N.J. Medical Marijuana Law Overlooks Many in Pain
State medical marijuana law strictest in U.S., only applies to a dozen diseases.
Jan. 18, 2010— -- Born without fingers and toes, Jack O'Brien faces crushing neuropathic pain. He can only sustain short walks on his deformed feet and the shooting pain up and down his arms and legs awakens him each morning.
"It's getting worse and worse," said O'Brien, 55, a disabled fishing-boat captain from Laurel Lake, N.J. "I have pain all the time. It's always there. It's constant."
But smoking marijuanain recent years has had a miraculous effect on O'Brien, working almost instantaneously.
"It's like having a valve on the forearm, turning it and having the coolness of relief through my extremities," he said. "I try to walk on these feet and I can go four or five blocks, with my wife. With marijuana, I can go forever."
New Jersey's outgoing Gov. Jon Corzine will sign into law Tuesday the most restrictive medical marijuana law in the country, one that won't allow people like O'Brien to access legally the one medication that makes their lives bearable.
The New Jersey Legislature made the state the 14th in the nation, joining Maine, Rhode Island and Vermont on the East Coast, to allow patients access to medical marijuana.
But only about a dozen specific chronic illnesses qualify and O'Brien's neuropathy is not among them. Legislators balked at broadening the law over the objections of advocates who say the measure shortchanges those who have legitimate medical claims. Doctors are divided on the issue.
Unlike free-wheeling laws on the West Coast that allow medical marijuana for anything from anxiety to headaches, New Jersey will only authorize use for people who suffer from diseases such as multiple sclerosis, cancer, glaucoma, epilepsy, Crohn's disease, AIDS, muscular dystrophy and Lou Gehrig's disease, but not for chronic pain.
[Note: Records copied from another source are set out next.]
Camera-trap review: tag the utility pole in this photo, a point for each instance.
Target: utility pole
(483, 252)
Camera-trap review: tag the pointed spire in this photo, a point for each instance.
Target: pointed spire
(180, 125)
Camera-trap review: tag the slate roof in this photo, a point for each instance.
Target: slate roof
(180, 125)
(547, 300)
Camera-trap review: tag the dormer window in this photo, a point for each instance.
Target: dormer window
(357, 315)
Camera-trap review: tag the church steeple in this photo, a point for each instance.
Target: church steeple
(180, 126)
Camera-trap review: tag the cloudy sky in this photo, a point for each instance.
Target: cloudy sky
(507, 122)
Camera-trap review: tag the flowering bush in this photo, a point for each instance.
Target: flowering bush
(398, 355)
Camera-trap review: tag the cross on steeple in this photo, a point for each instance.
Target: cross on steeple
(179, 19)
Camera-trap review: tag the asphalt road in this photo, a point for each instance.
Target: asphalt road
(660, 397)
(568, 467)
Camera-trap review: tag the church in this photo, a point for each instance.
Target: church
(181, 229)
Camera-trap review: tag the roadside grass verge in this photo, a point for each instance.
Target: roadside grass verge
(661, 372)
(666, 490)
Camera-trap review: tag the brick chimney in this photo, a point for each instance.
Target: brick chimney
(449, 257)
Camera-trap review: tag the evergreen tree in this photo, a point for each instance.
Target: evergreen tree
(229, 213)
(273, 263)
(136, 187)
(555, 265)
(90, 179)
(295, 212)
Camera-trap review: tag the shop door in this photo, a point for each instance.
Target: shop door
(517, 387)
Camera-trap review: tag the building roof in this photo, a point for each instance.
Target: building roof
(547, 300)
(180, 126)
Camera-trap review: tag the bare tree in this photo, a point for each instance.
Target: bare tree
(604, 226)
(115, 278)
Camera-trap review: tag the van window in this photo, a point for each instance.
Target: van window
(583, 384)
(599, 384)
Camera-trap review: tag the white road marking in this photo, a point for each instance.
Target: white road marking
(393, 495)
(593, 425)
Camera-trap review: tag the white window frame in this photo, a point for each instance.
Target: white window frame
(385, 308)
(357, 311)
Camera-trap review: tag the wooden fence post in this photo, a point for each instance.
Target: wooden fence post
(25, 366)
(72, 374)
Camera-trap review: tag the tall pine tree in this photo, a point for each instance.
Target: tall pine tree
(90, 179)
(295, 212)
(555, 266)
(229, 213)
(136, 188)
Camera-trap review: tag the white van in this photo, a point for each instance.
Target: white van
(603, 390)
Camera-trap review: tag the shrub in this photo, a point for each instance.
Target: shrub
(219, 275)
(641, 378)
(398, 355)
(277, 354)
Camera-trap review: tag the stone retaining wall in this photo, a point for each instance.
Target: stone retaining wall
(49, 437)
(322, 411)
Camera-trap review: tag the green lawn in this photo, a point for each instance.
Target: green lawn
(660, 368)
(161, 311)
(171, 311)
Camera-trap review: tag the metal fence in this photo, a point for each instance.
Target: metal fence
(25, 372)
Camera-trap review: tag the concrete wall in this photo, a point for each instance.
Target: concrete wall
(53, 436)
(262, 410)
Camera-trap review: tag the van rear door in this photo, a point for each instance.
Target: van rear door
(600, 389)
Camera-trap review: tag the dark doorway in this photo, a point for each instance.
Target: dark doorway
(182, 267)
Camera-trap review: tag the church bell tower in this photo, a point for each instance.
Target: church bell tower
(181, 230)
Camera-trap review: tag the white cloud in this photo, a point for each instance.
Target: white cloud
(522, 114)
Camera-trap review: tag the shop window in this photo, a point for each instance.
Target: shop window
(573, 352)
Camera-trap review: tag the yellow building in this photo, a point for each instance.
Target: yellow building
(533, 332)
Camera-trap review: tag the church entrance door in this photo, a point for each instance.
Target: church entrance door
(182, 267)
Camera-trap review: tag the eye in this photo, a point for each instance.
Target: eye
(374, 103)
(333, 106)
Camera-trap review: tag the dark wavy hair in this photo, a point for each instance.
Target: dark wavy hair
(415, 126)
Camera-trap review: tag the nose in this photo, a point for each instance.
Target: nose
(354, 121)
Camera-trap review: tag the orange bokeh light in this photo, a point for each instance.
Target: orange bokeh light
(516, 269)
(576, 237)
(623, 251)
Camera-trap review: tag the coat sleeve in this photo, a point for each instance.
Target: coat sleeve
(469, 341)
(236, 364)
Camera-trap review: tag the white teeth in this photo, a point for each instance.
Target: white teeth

Within about nine months, patients will be able to get a prescription from their doctors to buy up to two ounces a month of marijuana at one of six dispensaries throughout the state.
The law, which passed with bipartisan support -- 48-14 in the General Assembly and 25-13 in the State Senate -- forbids patients from growing their own or using it in public and regulates the drug in the same rigid way as prescribed opiates such as OxyContin and morphine.
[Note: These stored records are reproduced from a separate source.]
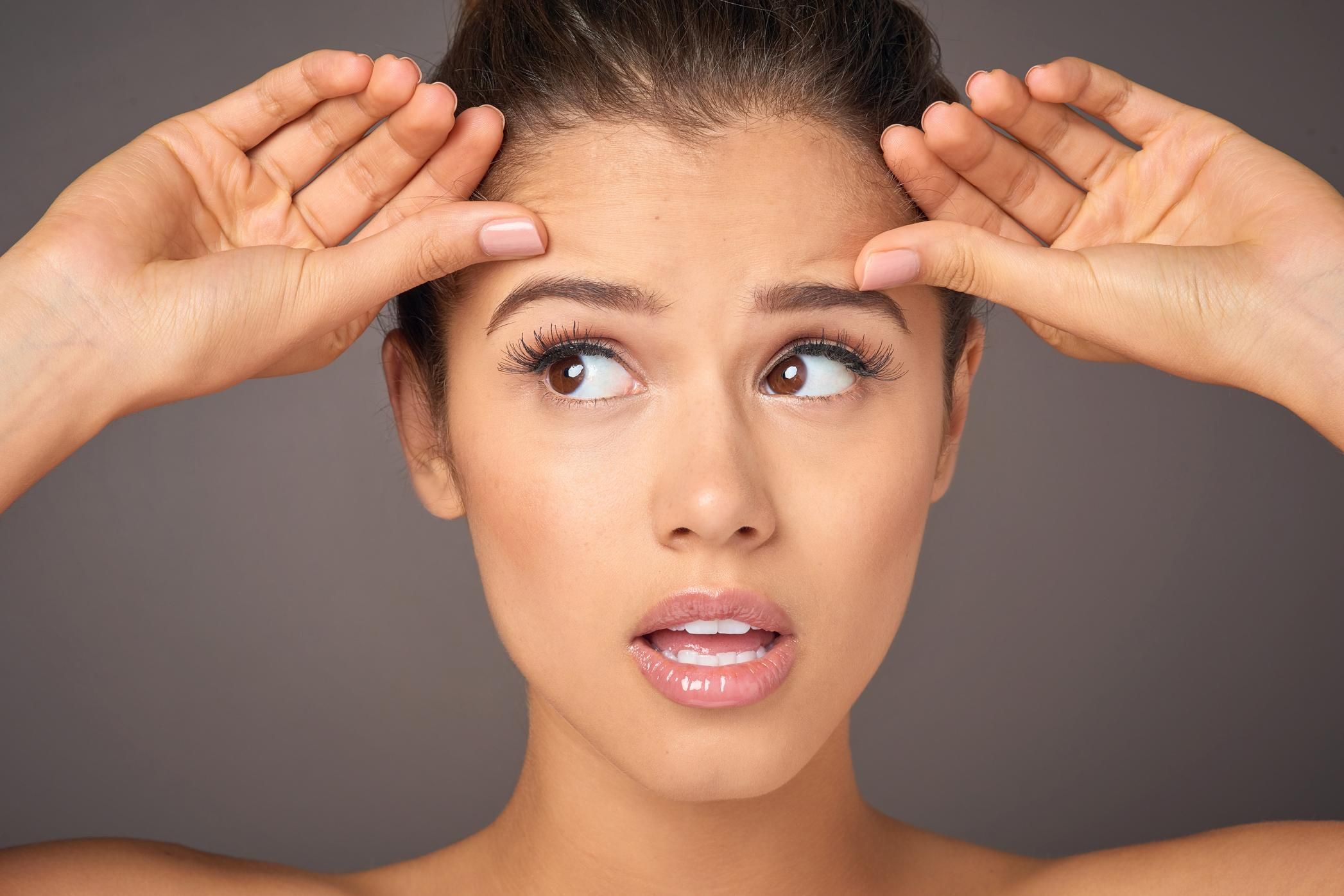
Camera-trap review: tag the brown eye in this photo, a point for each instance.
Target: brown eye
(788, 375)
(566, 374)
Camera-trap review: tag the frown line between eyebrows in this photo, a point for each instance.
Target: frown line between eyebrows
(632, 298)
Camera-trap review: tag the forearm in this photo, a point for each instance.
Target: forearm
(54, 392)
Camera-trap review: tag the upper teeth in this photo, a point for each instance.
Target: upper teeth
(714, 626)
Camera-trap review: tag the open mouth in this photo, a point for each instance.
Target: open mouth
(712, 642)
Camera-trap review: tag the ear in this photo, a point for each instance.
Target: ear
(970, 355)
(431, 472)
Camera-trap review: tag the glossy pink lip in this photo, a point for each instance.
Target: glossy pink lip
(716, 603)
(717, 687)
Patients will be issued identification cards by the New Jersey Department of Health and Senior Services and may designate a registered caregiver to assist in obtaining marijuana.
There is a provision within the bill that other medical conditions could eventually be added with approval from the state Board of Health after its review in two years. But, until then, O'Brien said, he will have to break the law to ease his pain.
"I've never been arrested but I am waiting for it to happen at any moment," he said. "I am sick in my stomach because I don't want to break the law. I am not a criminal and I don't have a criminal record."
State Assemblyman Reed Gusciora, who was the prime sponsor of the bill, said legislators wanted to take a "measured approach" and didn't want to mirror California, where "every college student qualifies for medical marijuana and they allow patients to grow their own and it seemed to be spiraling out of control."
"I have great empathy for them and don't think we should be turning people with illnesses into criminals," he said. "But, at the same time, we had to do a measured approach. In two years, we will revisit the issue and add ailments. But people have gone without medical marijuana all this time and they will have to wait for another day."